Henie Onstad Kunstsenter presents the radically innovative works of Norwegian artist Nikolai Astrup (1880 - 1928). The exhibition is the first major international presentation of the artist outside of Norway.
As one of the most renowned Norwegian artists, Astrup's work transforms the rugged Norwegian landscape into a mythical, living entity. Exploring the luscious, colourful paintings and radical innovation in printmaking that defined the Norwegian artist's career, the exhibition will bring over 100 oil paintings and prints, including works from private collections never exhibited before.
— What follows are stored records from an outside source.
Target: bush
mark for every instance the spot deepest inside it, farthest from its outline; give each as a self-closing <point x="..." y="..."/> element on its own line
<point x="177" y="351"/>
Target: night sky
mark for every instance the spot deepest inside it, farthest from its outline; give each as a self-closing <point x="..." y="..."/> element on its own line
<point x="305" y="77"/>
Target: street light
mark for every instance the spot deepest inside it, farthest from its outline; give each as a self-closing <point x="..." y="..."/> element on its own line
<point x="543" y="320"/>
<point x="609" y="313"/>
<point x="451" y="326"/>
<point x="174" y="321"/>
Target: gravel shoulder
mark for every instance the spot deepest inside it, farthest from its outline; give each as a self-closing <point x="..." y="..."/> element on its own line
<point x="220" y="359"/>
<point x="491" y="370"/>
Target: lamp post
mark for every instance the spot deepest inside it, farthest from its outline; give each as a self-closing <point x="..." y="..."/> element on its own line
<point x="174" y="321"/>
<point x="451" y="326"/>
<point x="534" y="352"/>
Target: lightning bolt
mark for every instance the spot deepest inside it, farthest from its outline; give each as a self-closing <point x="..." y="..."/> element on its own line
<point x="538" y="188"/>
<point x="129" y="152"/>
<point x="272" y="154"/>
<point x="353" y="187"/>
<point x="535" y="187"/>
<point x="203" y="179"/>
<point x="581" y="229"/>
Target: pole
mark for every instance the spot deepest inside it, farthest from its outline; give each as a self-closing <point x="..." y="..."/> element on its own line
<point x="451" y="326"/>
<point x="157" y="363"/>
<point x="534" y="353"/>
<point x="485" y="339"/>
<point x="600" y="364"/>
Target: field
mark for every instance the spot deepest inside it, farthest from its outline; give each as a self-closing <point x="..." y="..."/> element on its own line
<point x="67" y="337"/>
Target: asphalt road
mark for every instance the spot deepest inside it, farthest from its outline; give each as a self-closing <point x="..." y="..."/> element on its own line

Astrup sought a national "visual language" that evoked the traditions and folklore of his homeland. Best known for his luminous paintings of Midsummer Eve bonfires, Astrup’s landscapes evoke the atmosphere and changing seasons of his home district of Jølster. Places important to Astrup - the old parsonage where he grew up, his beautiful farmstead at Sandalstrand (named "Astruptunet" after him), and the lake Jølstravatnet were to become the focus and inspiration of a unique and extraordinary body of work.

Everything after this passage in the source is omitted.